Thunbergia grandiflora: da mostro postatomico a cagnolino da poltrona

Avete letto Il mondo senza di noi di Alan Weisman? Il libro da cui hanno tratto quella serie di documentari che va in onda su Focus?
Il libro è interessante, i documentari sono una catastrofe culturale, più che ecologica, tra il ridicolo e lo iettatorio.
Eppure una visione di questo genere
Last-of-us-environment
per me è un sogno ad occhi aperti, non foss’altro che il telefono non potrebbe mai, mai, mai, mai più squillare.
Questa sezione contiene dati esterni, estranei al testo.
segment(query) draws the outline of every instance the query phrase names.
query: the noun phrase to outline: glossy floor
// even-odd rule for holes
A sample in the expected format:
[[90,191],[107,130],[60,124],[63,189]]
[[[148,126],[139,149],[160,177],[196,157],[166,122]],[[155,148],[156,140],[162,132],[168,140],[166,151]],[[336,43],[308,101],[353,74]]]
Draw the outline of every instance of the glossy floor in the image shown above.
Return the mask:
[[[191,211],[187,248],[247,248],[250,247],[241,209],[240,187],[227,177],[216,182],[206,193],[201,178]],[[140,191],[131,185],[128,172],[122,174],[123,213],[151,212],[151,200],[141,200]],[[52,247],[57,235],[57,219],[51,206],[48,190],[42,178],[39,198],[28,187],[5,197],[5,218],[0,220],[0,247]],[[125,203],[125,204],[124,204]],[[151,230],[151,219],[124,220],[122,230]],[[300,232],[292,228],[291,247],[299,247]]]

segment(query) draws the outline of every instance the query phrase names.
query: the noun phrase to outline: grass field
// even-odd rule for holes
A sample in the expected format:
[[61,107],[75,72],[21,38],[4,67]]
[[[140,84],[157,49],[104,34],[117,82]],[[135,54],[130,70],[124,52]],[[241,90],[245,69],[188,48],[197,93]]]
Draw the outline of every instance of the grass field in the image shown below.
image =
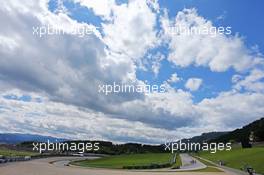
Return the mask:
[[37,153],[28,152],[28,151],[16,151],[16,150],[10,150],[7,148],[0,148],[0,155],[2,156],[34,156],[34,155],[37,155]]
[[226,166],[241,169],[245,164],[252,166],[257,173],[264,174],[264,147],[249,149],[235,148],[231,151],[218,151],[215,154],[200,152],[200,157],[217,163],[219,160],[225,162]]
[[172,165],[172,168],[179,168],[181,165],[182,165],[181,157],[179,154],[177,154],[176,163]]
[[84,160],[72,162],[73,165],[98,168],[118,168],[124,166],[142,166],[149,164],[169,163],[172,159],[169,153],[148,153],[148,154],[129,154],[109,156],[96,160]]

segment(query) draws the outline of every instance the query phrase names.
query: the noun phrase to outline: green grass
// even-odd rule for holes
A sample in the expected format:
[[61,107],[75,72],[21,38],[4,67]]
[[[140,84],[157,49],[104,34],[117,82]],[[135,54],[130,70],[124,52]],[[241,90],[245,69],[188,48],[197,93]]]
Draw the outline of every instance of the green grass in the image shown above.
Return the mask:
[[16,151],[16,150],[10,150],[7,148],[0,148],[0,155],[2,156],[34,156],[37,155],[37,153],[29,152],[29,151]]
[[223,172],[223,171],[219,170],[216,167],[208,166],[208,167],[206,167],[204,169],[193,170],[193,171],[190,171],[190,172]]
[[200,157],[218,163],[219,160],[225,162],[226,166],[241,169],[245,164],[252,166],[257,173],[264,174],[264,147],[249,149],[235,148],[231,151],[218,151],[214,154],[200,152]]
[[179,154],[177,154],[176,163],[172,165],[172,168],[179,168],[181,165],[182,165],[181,157]]
[[103,157],[95,160],[76,161],[71,164],[84,167],[121,169],[124,166],[169,163],[172,156],[173,155],[169,153],[129,154]]

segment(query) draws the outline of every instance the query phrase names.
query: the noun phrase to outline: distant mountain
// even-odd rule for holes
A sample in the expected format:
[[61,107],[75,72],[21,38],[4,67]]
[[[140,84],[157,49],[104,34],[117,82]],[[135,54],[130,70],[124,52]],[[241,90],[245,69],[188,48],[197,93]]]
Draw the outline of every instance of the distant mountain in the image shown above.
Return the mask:
[[66,139],[55,138],[50,136],[34,135],[34,134],[20,134],[20,133],[3,133],[0,134],[0,143],[17,144],[21,142],[56,142],[65,141]]
[[249,142],[249,136],[252,134],[254,141],[264,141],[264,118],[256,120],[240,129],[224,134],[212,142]]

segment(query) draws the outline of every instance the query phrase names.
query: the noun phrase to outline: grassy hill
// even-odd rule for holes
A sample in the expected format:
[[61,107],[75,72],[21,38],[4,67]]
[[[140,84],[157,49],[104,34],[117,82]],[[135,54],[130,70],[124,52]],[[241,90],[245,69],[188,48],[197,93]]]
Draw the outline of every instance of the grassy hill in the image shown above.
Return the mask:
[[18,151],[18,150],[11,150],[11,149],[7,149],[4,147],[0,147],[0,155],[2,156],[10,156],[10,157],[14,157],[14,156],[34,156],[37,155],[37,153],[35,152],[30,152],[30,151]]
[[205,159],[218,163],[219,160],[224,161],[228,167],[241,169],[244,165],[252,166],[257,173],[264,174],[264,147],[256,148],[235,148],[231,151],[218,151],[215,154],[210,152],[199,152],[198,155]]

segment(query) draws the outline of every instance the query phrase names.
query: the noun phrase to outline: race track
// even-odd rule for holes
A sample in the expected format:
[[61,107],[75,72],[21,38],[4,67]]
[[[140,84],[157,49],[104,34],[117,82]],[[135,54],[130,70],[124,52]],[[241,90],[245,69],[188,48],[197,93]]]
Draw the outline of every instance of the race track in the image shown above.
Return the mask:
[[[91,157],[94,158],[94,157]],[[226,172],[143,172],[65,166],[77,157],[54,157],[0,165],[1,175],[227,175]],[[51,163],[53,162],[53,163]],[[231,174],[229,174],[231,175]]]

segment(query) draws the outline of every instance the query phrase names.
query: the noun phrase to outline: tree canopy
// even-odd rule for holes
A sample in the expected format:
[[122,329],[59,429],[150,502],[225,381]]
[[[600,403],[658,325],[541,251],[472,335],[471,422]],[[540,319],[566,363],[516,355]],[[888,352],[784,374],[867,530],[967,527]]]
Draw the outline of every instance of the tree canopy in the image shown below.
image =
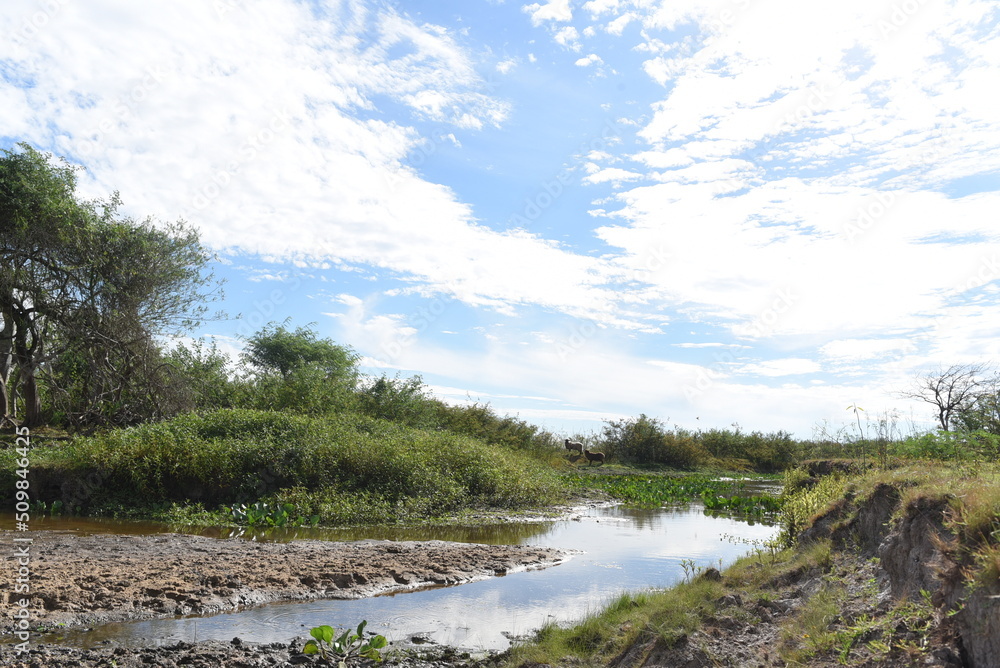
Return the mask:
[[205,315],[217,284],[197,233],[77,194],[77,168],[27,144],[0,149],[0,390],[70,422],[123,424],[159,410],[155,337]]

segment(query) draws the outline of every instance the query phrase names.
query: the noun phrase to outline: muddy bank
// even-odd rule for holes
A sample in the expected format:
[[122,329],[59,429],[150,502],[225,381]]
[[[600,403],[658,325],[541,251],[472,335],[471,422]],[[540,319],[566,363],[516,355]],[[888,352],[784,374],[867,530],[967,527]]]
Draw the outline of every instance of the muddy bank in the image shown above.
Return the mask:
[[[2,532],[0,541],[13,545],[15,535],[25,536]],[[274,601],[362,598],[544,568],[567,558],[542,547],[442,541],[256,543],[58,531],[30,536],[35,629],[210,614]],[[0,580],[5,634],[14,626],[13,601],[22,596],[14,593],[13,552],[5,551]]]
[[[761,558],[759,570],[774,575],[750,587],[746,575],[731,580],[711,569],[702,577],[726,593],[697,631],[674,642],[645,635],[607,665],[1000,666],[1000,584],[969,579],[974,558],[948,521],[948,497],[904,501],[910,486],[849,493],[816,517],[798,550],[829,541],[827,559],[765,566]],[[809,617],[820,614],[814,636]]]
[[[165,647],[103,647],[71,649],[36,645],[20,656],[0,646],[0,665],[10,668],[270,668],[274,666],[330,666],[317,656],[302,654],[304,638],[292,642],[254,645],[208,640],[176,643]],[[493,668],[496,655],[470,656],[450,647],[390,649],[384,668]],[[371,661],[351,660],[351,666],[373,666]]]

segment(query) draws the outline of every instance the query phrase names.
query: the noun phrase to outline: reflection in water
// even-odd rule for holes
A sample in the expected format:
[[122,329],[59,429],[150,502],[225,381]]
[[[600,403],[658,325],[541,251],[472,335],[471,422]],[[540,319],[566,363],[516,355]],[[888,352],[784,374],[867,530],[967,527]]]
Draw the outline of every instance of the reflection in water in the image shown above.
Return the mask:
[[[0,513],[0,529],[14,528],[14,514]],[[241,538],[259,542],[287,542],[293,540],[444,540],[455,543],[480,543],[483,545],[519,545],[534,536],[544,535],[552,522],[508,522],[485,526],[425,526],[425,527],[327,527],[297,528],[248,528],[248,527],[196,527],[172,525],[161,522],[115,520],[92,517],[31,518],[35,530],[71,531],[79,536],[91,534],[119,534],[148,536],[158,533],[185,533],[208,538]]]
[[[506,649],[510,635],[530,633],[548,621],[571,623],[599,610],[623,591],[669,587],[684,577],[682,562],[725,566],[777,529],[733,518],[706,516],[700,505],[661,509],[592,508],[572,520],[439,532],[341,534],[348,538],[435,538],[546,545],[574,552],[570,561],[541,571],[511,573],[454,587],[344,601],[274,604],[210,617],[114,624],[58,640],[89,645],[104,640],[159,644],[240,637],[248,642],[288,642],[321,624],[337,628],[368,620],[390,641],[423,635],[471,650]],[[434,533],[426,533],[428,531]],[[477,531],[484,531],[477,534]],[[725,540],[724,536],[732,537]],[[735,542],[740,541],[740,542]]]

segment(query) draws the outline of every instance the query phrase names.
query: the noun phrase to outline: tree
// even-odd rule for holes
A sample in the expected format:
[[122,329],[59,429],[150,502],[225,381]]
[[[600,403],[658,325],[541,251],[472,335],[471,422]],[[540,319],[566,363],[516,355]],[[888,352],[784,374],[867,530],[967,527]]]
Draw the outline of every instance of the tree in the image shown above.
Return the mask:
[[429,396],[423,378],[382,375],[359,393],[359,408],[372,417],[411,427],[437,426],[438,402]]
[[205,315],[217,292],[209,254],[182,222],[121,214],[117,193],[79,199],[75,168],[18,147],[0,157],[4,387],[14,381],[29,426],[42,420],[43,392],[75,424],[157,416],[155,336]]
[[971,401],[955,415],[954,423],[966,432],[1000,434],[1000,377],[993,375],[982,381]]
[[953,364],[947,369],[941,367],[920,376],[913,389],[900,394],[934,406],[938,424],[943,431],[949,431],[956,418],[974,404],[976,394],[983,384],[981,376],[988,368],[986,364]]
[[0,384],[4,419],[10,419],[11,380],[24,403],[26,422],[39,421],[41,397],[37,371],[45,360],[45,310],[64,289],[63,251],[77,230],[86,228],[90,211],[75,197],[76,172],[50,164],[30,146],[3,151],[0,158]]
[[270,323],[247,339],[243,363],[256,377],[260,408],[325,413],[356,399],[360,357],[348,346]]

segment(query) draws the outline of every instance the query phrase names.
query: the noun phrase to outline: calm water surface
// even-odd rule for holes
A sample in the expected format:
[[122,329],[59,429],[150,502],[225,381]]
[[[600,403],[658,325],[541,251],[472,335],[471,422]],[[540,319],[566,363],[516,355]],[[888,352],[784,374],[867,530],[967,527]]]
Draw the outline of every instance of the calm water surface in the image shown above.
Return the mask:
[[[84,524],[87,526],[75,530],[109,530],[107,522]],[[153,526],[157,525],[150,528]],[[570,520],[500,527],[350,534],[326,531],[320,535],[299,530],[296,534],[300,538],[337,539],[332,534],[340,534],[342,540],[543,545],[572,551],[573,555],[558,566],[470,584],[356,601],[280,603],[208,617],[110,624],[87,633],[66,633],[58,641],[91,645],[110,640],[134,645],[240,637],[249,642],[288,642],[296,636],[308,636],[313,626],[329,624],[345,629],[367,619],[370,631],[390,641],[422,636],[470,650],[506,649],[513,636],[530,633],[548,621],[572,623],[624,591],[669,587],[684,579],[685,560],[704,567],[718,567],[721,561],[726,566],[748,551],[744,542],[734,539],[762,540],[776,532],[776,527],[710,517],[697,504],[659,509],[590,508]]]

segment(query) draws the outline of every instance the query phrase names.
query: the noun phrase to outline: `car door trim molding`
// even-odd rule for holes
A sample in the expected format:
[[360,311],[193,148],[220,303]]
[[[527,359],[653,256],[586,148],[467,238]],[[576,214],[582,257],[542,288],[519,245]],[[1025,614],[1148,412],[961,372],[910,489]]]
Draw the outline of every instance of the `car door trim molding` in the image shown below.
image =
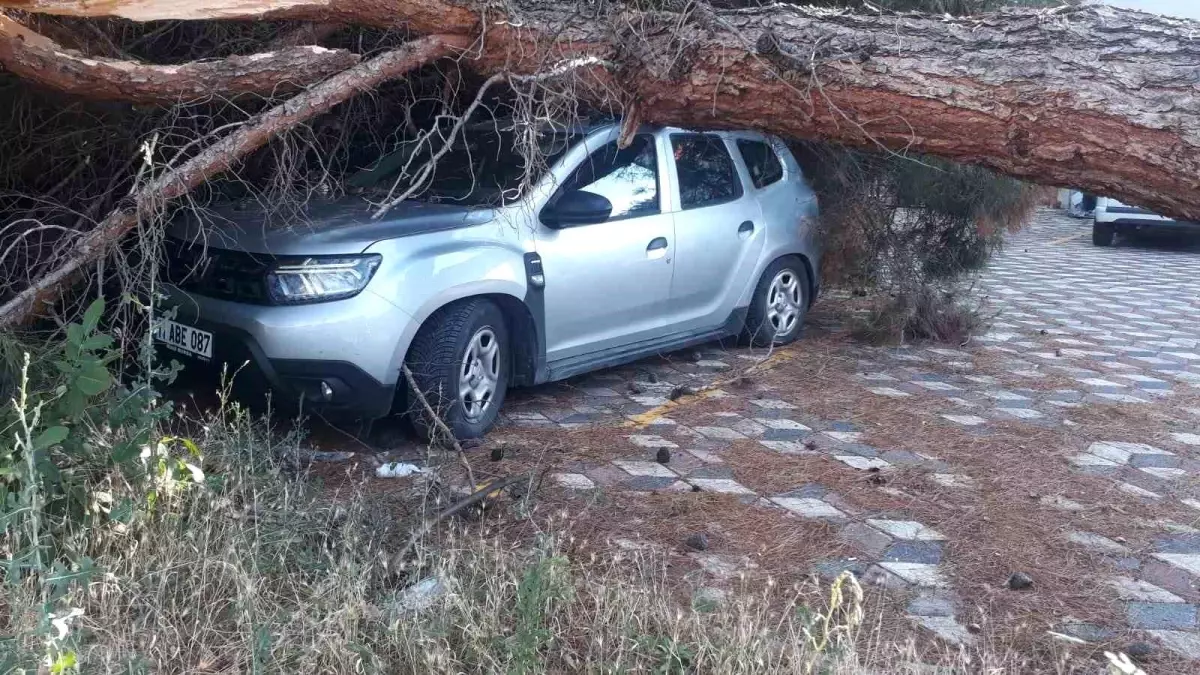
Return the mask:
[[547,364],[549,380],[563,380],[601,368],[624,365],[647,356],[675,351],[740,334],[746,325],[749,307],[738,307],[720,327],[708,330],[683,331],[632,344],[610,347],[597,352],[571,356]]

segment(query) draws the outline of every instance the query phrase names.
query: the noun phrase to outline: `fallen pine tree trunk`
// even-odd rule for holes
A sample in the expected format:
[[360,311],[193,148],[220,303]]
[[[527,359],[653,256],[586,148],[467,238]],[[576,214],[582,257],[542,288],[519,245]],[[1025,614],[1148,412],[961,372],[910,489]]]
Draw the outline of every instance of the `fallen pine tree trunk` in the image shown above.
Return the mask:
[[139,219],[158,212],[168,201],[228,170],[275,136],[387,80],[457,55],[469,44],[470,40],[464,38],[441,35],[414,40],[338,73],[247,121],[238,130],[138,189],[129,206],[114,210],[96,228],[76,239],[71,250],[64,253],[66,262],[0,306],[0,328],[21,323],[41,304],[53,302],[60,286],[84,265],[103,255],[109,246],[132,230]]
[[[1200,23],[1106,6],[978,17],[536,0],[0,0],[73,16],[290,18],[478,37],[474,68],[566,58],[640,119],[913,151],[1200,220]],[[673,6],[667,3],[667,6]],[[614,92],[616,92],[614,94]],[[594,101],[595,102],[595,101]],[[610,101],[611,102],[611,101]]]

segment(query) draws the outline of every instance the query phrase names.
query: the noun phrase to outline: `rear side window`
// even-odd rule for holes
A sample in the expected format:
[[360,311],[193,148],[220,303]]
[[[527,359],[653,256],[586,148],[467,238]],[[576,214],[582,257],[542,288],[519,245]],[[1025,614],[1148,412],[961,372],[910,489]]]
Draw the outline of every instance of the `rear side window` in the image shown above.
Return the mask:
[[783,178],[783,164],[775,149],[762,141],[739,140],[738,152],[742,153],[742,161],[750,171],[750,180],[754,187],[765,188]]
[[725,142],[708,134],[672,134],[671,151],[684,209],[731,202],[742,196],[742,181]]

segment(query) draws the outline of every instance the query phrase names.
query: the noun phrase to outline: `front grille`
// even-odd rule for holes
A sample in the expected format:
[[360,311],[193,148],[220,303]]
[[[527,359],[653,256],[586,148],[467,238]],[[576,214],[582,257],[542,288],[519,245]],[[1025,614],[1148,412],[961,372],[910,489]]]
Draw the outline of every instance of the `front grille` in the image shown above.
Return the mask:
[[271,303],[267,271],[274,263],[265,253],[243,253],[205,247],[203,242],[166,241],[164,278],[198,295],[255,305]]

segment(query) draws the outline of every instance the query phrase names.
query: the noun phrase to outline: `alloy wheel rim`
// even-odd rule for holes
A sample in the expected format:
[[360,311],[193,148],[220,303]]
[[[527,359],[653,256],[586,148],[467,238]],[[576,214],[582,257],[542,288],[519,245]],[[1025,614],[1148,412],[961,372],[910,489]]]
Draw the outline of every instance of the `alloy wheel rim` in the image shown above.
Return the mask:
[[468,420],[483,417],[500,381],[500,343],[490,327],[475,331],[458,371],[458,400]]
[[767,322],[776,337],[788,335],[796,328],[802,296],[800,279],[792,270],[780,270],[767,286]]

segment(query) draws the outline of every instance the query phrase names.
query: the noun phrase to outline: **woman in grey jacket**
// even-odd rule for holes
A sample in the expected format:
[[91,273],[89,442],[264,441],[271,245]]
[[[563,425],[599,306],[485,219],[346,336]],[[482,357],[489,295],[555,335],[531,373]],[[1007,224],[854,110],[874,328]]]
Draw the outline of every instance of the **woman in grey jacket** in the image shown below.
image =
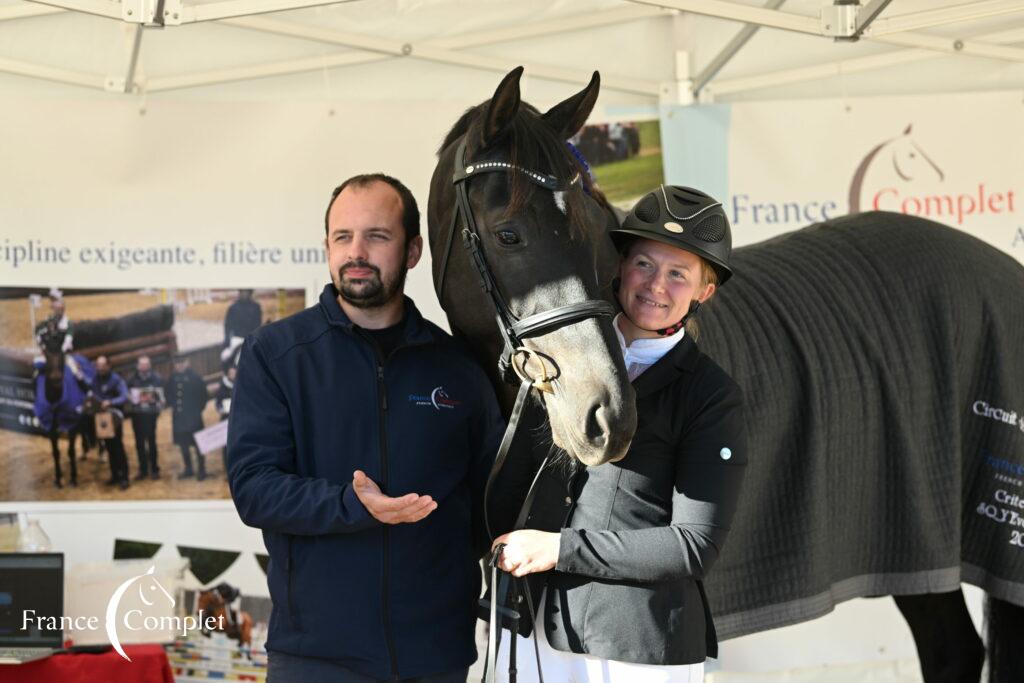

In nessun luogo della terra.

In uno dei tanti vagheggiamenti giardinicoli avevo concepito un enorme giardino distopico e postatomico, con edifici assediati da piante, alberi sbucati dall’asfalto, cartelli stradali come supporto per i rampicanti.
Prendiamo Siderno: una amena (?) cittadina sul mare. Azzeriamo la popolazione (che sogno!) e lasciamo che crescano piante tutto in mezzo, incoraggiamole un po’, e qui e lì seminiamo un po’ di fiori. Nel giro di qualche decennio avremmo un lussureggiante giardino tra palazzine in stile internazionale e lidi abusivi. Altro che giardino in movimento ed elogio delle erbacce! Anche a Clément gli verrebbe da prendere il diserbante!
I fotoscioppari di tutto il mondo hanno dato sfogo alla loro creatività, inventando città sommerse o desertiche, mari prosciugati, ponti crollati, edifici a pezzi.
Siderno è una città come un’altra, ma vogliamo mettere disegnare la Tour Eiffel spezzata in due o la Statua della Libertà con la testa mozza? Capisci subito dove sei.
Landmark: strategia per vendere le città.

Bene, se qualche progettista pazzo, di comune accordo con un urbanista folle e dei governanti visionari, dovesse mai realizzare un giardino urbano postatomico, la Thunbergia sarebbe una pianta adatta a ricoprire muri e ponti, perlomeno dove il clima lo consente.
Non è una pianta da giardino perbene, come si tende a pensare, nè una pianta romantica da archi e pergolati, a far compagnia alle rose a fioritura estiva. No, macché, la Thunbergia deve avere a disposizione muri, piloni, alberi, tralicci della luce. In verità non si potrebbe nemmeno considerare una pianta da giardino, ma da boscaglia, o da jungla.
Non è affatto adatta per le ringhiere o per i muri perimetrali, dove viene di solito piazzata assieme al rincospermo (altra pianta che meriterebbe migliori destinazioni), dove diventa una boxing plant, una pianta in scatola, un cagnino da taschino, sempre potata, sempre tenuta in ordine, miserrimo riflesso di ciò che potrebbe essere.
thunbergia sotto la pioggia Qui si è mangiata un vecchio Hibiscus, si sta mangiando un arancio, e se ne sta andando su degli avocados, e anche noi la tagliamo (di tanto in tanto).
thunbergia sotto la pioggia 1
Alla peggio è una pianta da campagna, dove può andar libera su case, garage, ripostigli, pollai, porcili, per poi sparire nell’intrico degli agrumeti.
C’è chi la raccomanda in vaso. A volte ho dei moti di ribellione. Si consigliano piante piccole per i vasi, ma è vero che spesso queste stentano a partire, rimangono indecise. Allora si sterza su una pianta più aggressiva, mettiamo, una gran rosa rampicante tipo ‘Mermaid’, che andrà perioricamente svasata, a cui bisognerà tagliare chioma e radici, cambiare terriccio, ecc.
Be’, non so. Una rosa è una rosa, e dove la metti sta, ma una Thunbergia no. Qui si tratta di una reale violenza estetica ad una pianta.
Forse per la sua facilità di riproduzione, per seme o talea, è ormai considerata una pianta ordinaria e banalotta, diffusa in tutti i villini benestanti che hanno lunghi muri o recinzioni. Se non avesse fiori blu sarebbe già bella che sparita, considerata trash, volgare.
Ma datele un supporto, e si mangerà il mondo!